With just 20 employees working for Ecoware, she began by experimenting with the products and their shape. “Initially, I would do all the marketing myself and also went to the narrow streets of Sadar Bazaar and Chandni Chowk to sell the product. I was often shoved out of shops while most dealers reacted to my product by saying ‘Ye nahi chalega madame’,” says Rhea with a sense of dejection in her voice.
The resilient entrepreneur quietly moved on and focused on educating citizens about the product. She visited various Resident Welfare Associations (RWAs) and schools to talk about the fatal and often ignored effects of plastic on human health over a period of time. “The first plastic straw you ever used in your life is still lying intact in a landfill somewhere. It’s scary,” she told people with disbelief wringing in her tone.
Soon after the drumbeats of her success were resonating in the air, she decided to scale her enterprise globally and started exporting in 2016. The same year, a plastic ban was enforced in the Indian states of Karnataka, Tamil Nadu and Maharashtra. This development coupled with the sensitization of consumers brought in considerable demand for her product.

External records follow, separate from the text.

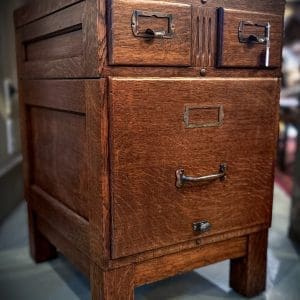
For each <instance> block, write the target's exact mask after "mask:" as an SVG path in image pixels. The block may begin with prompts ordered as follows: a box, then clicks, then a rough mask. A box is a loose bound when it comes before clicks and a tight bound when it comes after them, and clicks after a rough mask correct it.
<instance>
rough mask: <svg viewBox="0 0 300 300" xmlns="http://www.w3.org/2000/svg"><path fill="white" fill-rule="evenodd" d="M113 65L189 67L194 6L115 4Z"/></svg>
mask: <svg viewBox="0 0 300 300" xmlns="http://www.w3.org/2000/svg"><path fill="white" fill-rule="evenodd" d="M109 44H110V51H109V52H110V56H109V62H110V64H112V65H157V66H165V65H169V66H189V65H190V64H191V6H190V5H187V4H180V3H166V2H153V1H148V2H146V1H134V0H132V1H124V0H114V1H112V8H111V32H110V42H109Z"/></svg>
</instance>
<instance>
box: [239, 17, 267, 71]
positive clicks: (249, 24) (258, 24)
mask: <svg viewBox="0 0 300 300" xmlns="http://www.w3.org/2000/svg"><path fill="white" fill-rule="evenodd" d="M247 27H248V28H249V27H253V30H255V29H256V28H259V27H260V28H263V29H264V34H263V35H257V34H254V33H253V34H245V30H246V28H247ZM270 34H271V24H270V23H269V22H267V23H263V24H259V23H254V22H251V21H242V22H240V25H239V41H240V43H247V44H264V45H266V50H265V67H269V66H270V47H271V45H270V44H271V41H270Z"/></svg>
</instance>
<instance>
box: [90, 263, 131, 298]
mask: <svg viewBox="0 0 300 300" xmlns="http://www.w3.org/2000/svg"><path fill="white" fill-rule="evenodd" d="M133 276H134V266H133V265H132V266H127V267H123V268H120V269H115V270H109V271H103V270H102V269H100V268H99V267H98V266H97V265H96V264H94V263H92V264H91V273H90V281H91V293H92V299H93V300H116V299H118V300H133V299H134V282H133Z"/></svg>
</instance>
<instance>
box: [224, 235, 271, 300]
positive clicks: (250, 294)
mask: <svg viewBox="0 0 300 300" xmlns="http://www.w3.org/2000/svg"><path fill="white" fill-rule="evenodd" d="M267 244H268V230H263V231H261V232H258V233H254V234H251V235H249V237H248V254H247V256H246V257H242V258H237V259H232V260H231V264H230V286H231V287H232V288H233V289H234V290H235V291H236V292H238V293H240V294H241V295H243V296H246V297H253V296H256V295H258V294H259V293H261V292H263V291H264V290H265V287H266V269H267Z"/></svg>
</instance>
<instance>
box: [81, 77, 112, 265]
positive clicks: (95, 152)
mask: <svg viewBox="0 0 300 300" xmlns="http://www.w3.org/2000/svg"><path fill="white" fill-rule="evenodd" d="M86 103H87V120H86V122H87V157H88V158H87V159H88V166H89V168H88V172H87V174H88V195H89V197H88V198H89V208H90V209H89V233H90V252H91V259H92V260H93V261H94V262H95V263H97V264H98V265H99V266H101V267H102V268H104V267H105V266H106V265H107V262H108V260H109V259H110V190H109V158H108V157H109V152H108V111H107V83H106V80H105V79H101V80H94V81H86Z"/></svg>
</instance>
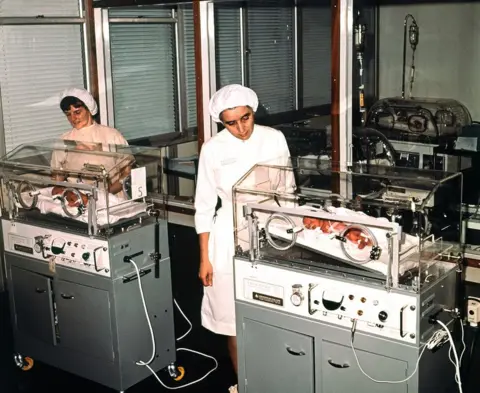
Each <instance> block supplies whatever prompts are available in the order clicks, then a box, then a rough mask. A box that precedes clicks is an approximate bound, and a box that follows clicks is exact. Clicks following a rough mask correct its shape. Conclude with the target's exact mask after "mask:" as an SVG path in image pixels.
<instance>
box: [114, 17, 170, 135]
mask: <svg viewBox="0 0 480 393" xmlns="http://www.w3.org/2000/svg"><path fill="white" fill-rule="evenodd" d="M159 11H163V12H164V11H165V10H152V11H151V14H148V16H153V17H157V16H159V15H158V13H159ZM122 12H126V11H122ZM142 12H143V16H147V15H145V13H146V10H143V11H142ZM137 13H138V12H137ZM110 16H113V15H112V14H110ZM115 16H116V15H115ZM122 16H126V15H125V14H124V15H122ZM131 16H134V15H131ZM174 48H175V45H174V25H173V24H172V23H110V54H111V64H112V85H113V103H114V116H115V128H117V129H118V130H119V131H120V132H121V133H122V134H123V135H124V136H125V138H126V139H135V138H143V137H149V136H154V135H159V134H164V133H169V132H175V131H177V109H176V108H177V105H176V103H177V94H176V71H175V49H174Z"/></svg>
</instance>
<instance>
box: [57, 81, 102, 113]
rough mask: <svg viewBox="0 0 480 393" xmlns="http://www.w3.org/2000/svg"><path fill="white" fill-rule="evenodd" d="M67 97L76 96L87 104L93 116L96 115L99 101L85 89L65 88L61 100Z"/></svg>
mask: <svg viewBox="0 0 480 393" xmlns="http://www.w3.org/2000/svg"><path fill="white" fill-rule="evenodd" d="M65 97H75V98H78V99H79V100H80V101H82V102H83V103H84V104H85V106H86V107H87V108H88V110H89V111H90V113H91V114H92V116H95V115H96V114H97V113H98V107H97V103H96V102H95V99H94V98H93V96H92V95H91V94H90V93H89V92H88V91H87V90H85V89H79V88H76V87H72V88H70V89H67V90H65V91H64V92H63V93H62V96H61V97H60V102H61V101H62V100H63V99H64V98H65Z"/></svg>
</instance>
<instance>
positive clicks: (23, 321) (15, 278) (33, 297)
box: [11, 266, 56, 345]
mask: <svg viewBox="0 0 480 393" xmlns="http://www.w3.org/2000/svg"><path fill="white" fill-rule="evenodd" d="M11 271H12V283H13V285H12V287H13V299H14V307H15V320H14V323H15V324H16V327H17V329H18V330H19V331H20V332H23V333H24V334H26V335H29V336H32V337H35V338H37V339H38V340H41V341H42V342H45V343H47V344H49V345H55V344H56V334H55V324H54V311H53V294H52V285H51V279H50V278H48V277H45V276H43V275H41V274H37V273H33V272H30V271H28V270H23V269H20V268H18V267H16V266H12V269H11Z"/></svg>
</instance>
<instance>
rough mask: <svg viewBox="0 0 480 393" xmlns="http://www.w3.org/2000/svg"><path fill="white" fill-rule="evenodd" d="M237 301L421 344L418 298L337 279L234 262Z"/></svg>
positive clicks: (401, 339) (375, 333)
mask: <svg viewBox="0 0 480 393" xmlns="http://www.w3.org/2000/svg"><path fill="white" fill-rule="evenodd" d="M235 284H236V285H235V290H236V293H235V297H236V300H239V301H243V302H248V303H254V304H256V305H258V306H264V307H268V308H272V309H276V310H281V311H284V312H288V313H291V314H294V315H298V316H301V317H305V318H309V319H314V320H318V321H323V322H327V323H331V324H334V325H340V326H342V327H345V328H351V327H352V324H353V321H354V320H357V325H356V329H357V330H361V331H364V332H367V333H371V334H376V335H379V336H382V337H386V338H391V339H395V340H400V341H403V342H407V343H412V344H413V343H416V342H417V334H418V327H417V319H418V315H419V312H418V310H417V307H418V305H417V301H418V299H417V297H416V296H415V295H414V294H412V295H408V294H402V293H396V292H388V291H386V290H385V289H383V288H380V287H379V288H372V287H367V286H363V285H359V284H356V283H354V282H345V281H341V280H336V279H335V278H327V277H321V276H316V275H313V274H305V273H302V272H296V271H295V272H292V271H290V270H285V269H282V268H279V267H278V268H277V267H274V266H270V265H263V264H256V265H255V266H254V265H253V264H252V263H250V262H248V261H243V260H236V261H235Z"/></svg>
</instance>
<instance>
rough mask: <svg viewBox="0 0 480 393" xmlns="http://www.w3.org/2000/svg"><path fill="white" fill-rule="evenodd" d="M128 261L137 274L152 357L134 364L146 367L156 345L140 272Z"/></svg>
mask: <svg viewBox="0 0 480 393" xmlns="http://www.w3.org/2000/svg"><path fill="white" fill-rule="evenodd" d="M128 260H129V261H130V263H131V264H132V265H133V267H134V268H135V272H136V273H137V280H138V289H139V291H140V297H141V298H142V304H143V310H144V311H145V316H146V317H147V323H148V329H149V330H150V337H151V338H152V356H150V359H149V360H148V361H147V362H144V361H142V360H139V361H138V362H135V364H136V365H138V366H148V365H149V364H150V363H152V362H153V359H155V351H156V349H157V344H156V343H155V335H154V334H153V328H152V322H151V321H150V317H149V316H148V309H147V304H146V303H145V296H144V295H143V287H142V280H141V276H140V270H139V269H138V266H137V264H136V263H135V261H134V260H133V259H131V258H129V259H128Z"/></svg>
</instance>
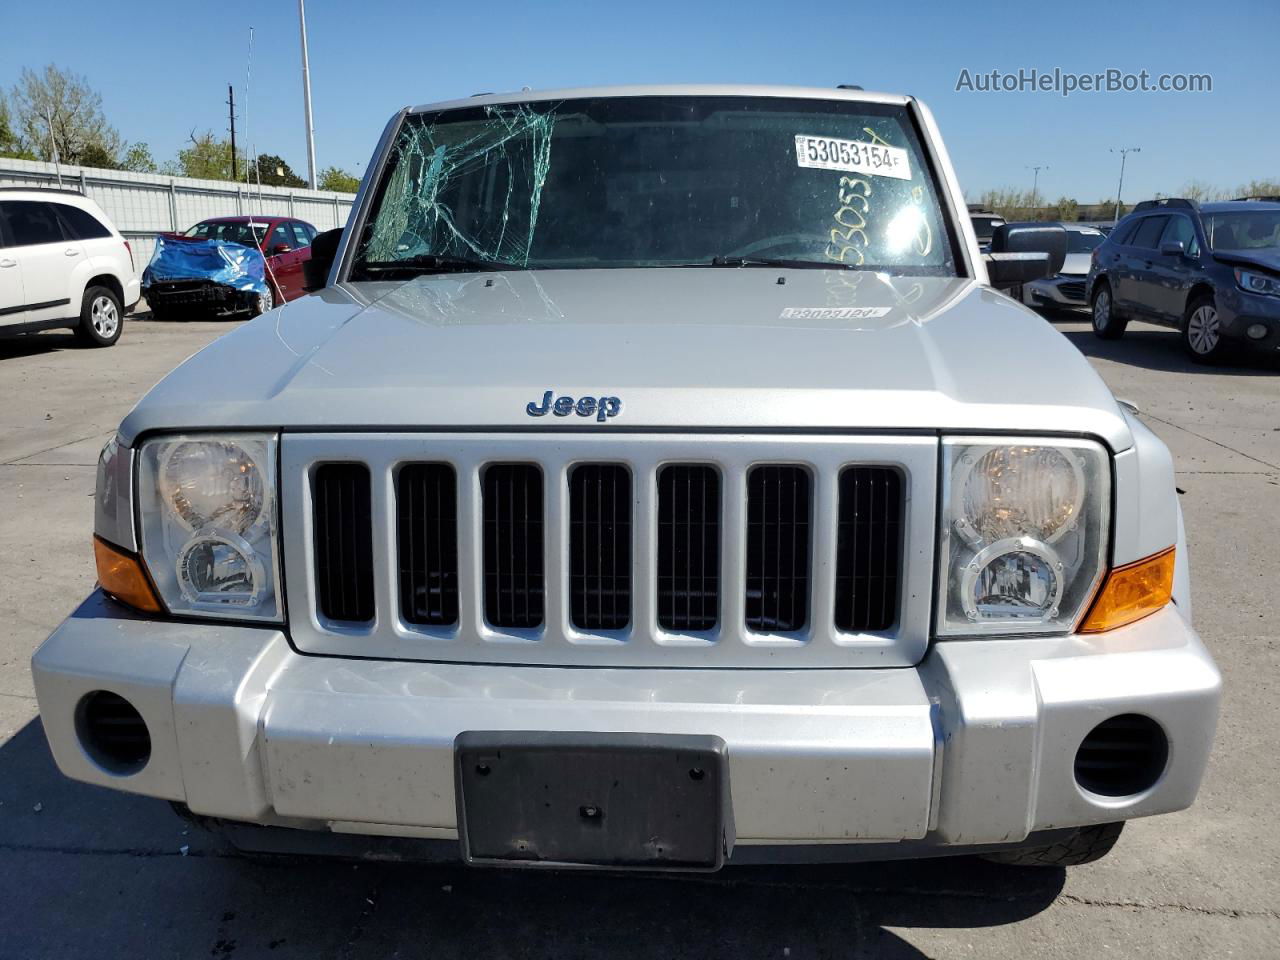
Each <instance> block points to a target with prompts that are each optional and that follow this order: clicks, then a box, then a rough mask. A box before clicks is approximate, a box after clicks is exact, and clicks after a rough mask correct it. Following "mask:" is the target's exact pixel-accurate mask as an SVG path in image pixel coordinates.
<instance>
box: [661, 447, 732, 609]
mask: <svg viewBox="0 0 1280 960" xmlns="http://www.w3.org/2000/svg"><path fill="white" fill-rule="evenodd" d="M719 515H721V502H719V472H718V471H717V470H716V468H714V467H708V466H695V465H672V466H666V467H663V468H662V471H660V472H659V474H658V623H659V625H660V626H662V627H663V628H664V630H686V631H687V630H714V628H716V625H717V623H718V622H719V536H721V531H719V522H721V521H719Z"/></svg>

In the next couple of years, Rhea expanded her client base to include restaurant chains such as Haldirams and Chaayos, and organizations such as the American Embassy School, airports in New Delhi and Mumbai and the Oberoi chain of hotels. Riding on these successes, Ecoware also signed a pact with the Indian Railways, a move that enables the company to serve more than a million meals in sustainable vessels every day.
Rhea’s venture is expected to generate a turnover of over INR 25 crore in 2019 and there are close to 120 employees now working under the banner of Ecoware. Out of this number, a majority of workers are women who were previously labourers at plantations across the country. Talking of why her product has proved to be so popular, Rhea concluded, “They turn into soil in 90 days. That is our premium claim. Our manufacturing machines and entire processes are conducted in-house and are also extremely eco-friendly.”